FOR IMMEDIATE RELEASE
January 11, 2001
The Pebble Hill Foundation is proud to announce that it will sign a Safe Harbor Management Agreement with the Georgia Department of Natural Resources (GDNR) to protect the endangered Red-cockaded Woodpecker while maintaining its land management flexibility. The GDNR Safe Harbor program has been modeled after successful programs in North Carolina, South Carolina, and Texas that include over 156,000 acres owned by 76 landowners to provide and improve habitat for the Red-cockaded Woodpecker.
Pebble Hill becomes the first property in the Red Hills region -- which has the largest population of Red-Cockaded Woodpeckers on private lands in the world--to make such an agreement. Tall Timbers Research Station, a private non-profit ecological research and conservation organization, presently holds an agreement with the Pebble Hill Foundation to manage the 3000-acre plantation. GDNR will be working with Tall Timbers and Pebble Hill to manage the land under this agreement.
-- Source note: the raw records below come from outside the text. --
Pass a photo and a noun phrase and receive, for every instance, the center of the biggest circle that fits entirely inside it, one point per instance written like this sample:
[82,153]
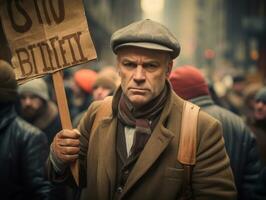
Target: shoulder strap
[188,135]
[187,145]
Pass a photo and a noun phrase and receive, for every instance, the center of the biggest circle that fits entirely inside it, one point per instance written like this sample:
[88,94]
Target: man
[23,148]
[189,83]
[104,86]
[132,153]
[37,108]
[259,122]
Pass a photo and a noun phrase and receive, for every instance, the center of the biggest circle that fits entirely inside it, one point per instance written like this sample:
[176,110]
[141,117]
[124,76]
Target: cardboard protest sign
[46,36]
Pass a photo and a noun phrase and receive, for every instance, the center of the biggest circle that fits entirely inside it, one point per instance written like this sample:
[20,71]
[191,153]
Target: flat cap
[146,34]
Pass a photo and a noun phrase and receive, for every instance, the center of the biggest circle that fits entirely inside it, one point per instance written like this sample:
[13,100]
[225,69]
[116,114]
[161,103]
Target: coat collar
[202,101]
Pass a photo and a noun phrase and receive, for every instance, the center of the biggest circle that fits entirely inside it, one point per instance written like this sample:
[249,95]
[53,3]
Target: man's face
[31,105]
[143,73]
[260,110]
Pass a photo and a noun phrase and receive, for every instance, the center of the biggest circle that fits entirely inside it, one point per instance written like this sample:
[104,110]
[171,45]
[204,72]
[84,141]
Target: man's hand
[65,145]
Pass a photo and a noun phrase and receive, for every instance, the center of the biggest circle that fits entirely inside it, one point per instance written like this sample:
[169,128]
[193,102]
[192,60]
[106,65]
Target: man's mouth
[138,90]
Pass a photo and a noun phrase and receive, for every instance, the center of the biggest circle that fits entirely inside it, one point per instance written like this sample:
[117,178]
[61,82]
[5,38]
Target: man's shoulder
[96,105]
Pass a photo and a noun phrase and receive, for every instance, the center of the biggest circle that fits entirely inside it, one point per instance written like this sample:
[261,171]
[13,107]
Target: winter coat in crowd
[241,147]
[23,153]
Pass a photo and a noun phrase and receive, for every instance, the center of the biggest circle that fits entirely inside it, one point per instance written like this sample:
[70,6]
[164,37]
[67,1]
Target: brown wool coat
[157,174]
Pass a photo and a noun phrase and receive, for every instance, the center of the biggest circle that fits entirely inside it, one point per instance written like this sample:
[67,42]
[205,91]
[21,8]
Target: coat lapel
[154,147]
[107,156]
[159,140]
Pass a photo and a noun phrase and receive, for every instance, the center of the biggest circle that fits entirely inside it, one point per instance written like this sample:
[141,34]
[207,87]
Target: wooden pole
[64,113]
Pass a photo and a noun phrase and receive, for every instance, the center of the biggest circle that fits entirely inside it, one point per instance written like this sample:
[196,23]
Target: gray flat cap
[146,34]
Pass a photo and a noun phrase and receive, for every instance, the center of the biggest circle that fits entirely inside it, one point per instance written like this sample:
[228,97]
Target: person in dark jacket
[189,83]
[258,124]
[23,148]
[37,108]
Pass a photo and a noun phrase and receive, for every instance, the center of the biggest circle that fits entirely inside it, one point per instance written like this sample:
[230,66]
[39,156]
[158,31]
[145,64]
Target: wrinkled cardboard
[45,37]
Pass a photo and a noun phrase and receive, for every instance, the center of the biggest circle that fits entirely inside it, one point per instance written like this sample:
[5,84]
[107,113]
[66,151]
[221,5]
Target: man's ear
[169,68]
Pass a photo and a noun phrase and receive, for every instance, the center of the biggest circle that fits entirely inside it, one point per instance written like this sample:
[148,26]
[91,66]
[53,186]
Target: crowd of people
[128,130]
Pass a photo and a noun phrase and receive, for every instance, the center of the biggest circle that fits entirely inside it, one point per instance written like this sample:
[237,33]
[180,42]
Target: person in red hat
[189,83]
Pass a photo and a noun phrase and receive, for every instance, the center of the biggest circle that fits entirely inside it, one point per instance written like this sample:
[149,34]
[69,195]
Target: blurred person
[36,107]
[189,83]
[23,148]
[81,91]
[249,101]
[131,153]
[235,96]
[259,121]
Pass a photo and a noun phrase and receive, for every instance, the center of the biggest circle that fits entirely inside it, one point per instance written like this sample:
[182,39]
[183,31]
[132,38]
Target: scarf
[143,119]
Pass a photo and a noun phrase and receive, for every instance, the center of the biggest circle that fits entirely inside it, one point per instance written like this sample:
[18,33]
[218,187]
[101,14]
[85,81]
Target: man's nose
[27,100]
[139,74]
"Safe Harbor rewards private landowners for doing good things for the Red-cockaded Woodpecker," said GDNR Wildlife Resources Division Director, David Waller. "Management for the Red-cockaded Woodpecker will also benefit many other species that also require mature pine forests found on these private lands."
Safe Harbor was first introduced in 1995 to provide landowners management flexibility while ensuring a conservation benefi for endangered or threatened species. Safe Harbor is an innovative conservation program designed to ease private landowner fears when an endangered species is found on their property, or if the property has suitable habitat that could be used by an endangered species at some time in the future. Uncertainty of compliance with the federal Endangered Species Act can be unsettling to a landowner who thinks they may have suitable habitat for an endangered species but also may need to manage their property for other objectives in the future.
Under Safe Harbor, the uncertainty is removed. A "baseline" status of the endangered species is established for the property. Population increases above the baseline-even if it is zero to begin with--do not increase the landowner's responsibility. For example, if two woodpecker family groups are present when the baseline is established and the population grows by three family groups over the next decade, the landowner is responsible only for the two family groups, not five, should he or she change land management goals.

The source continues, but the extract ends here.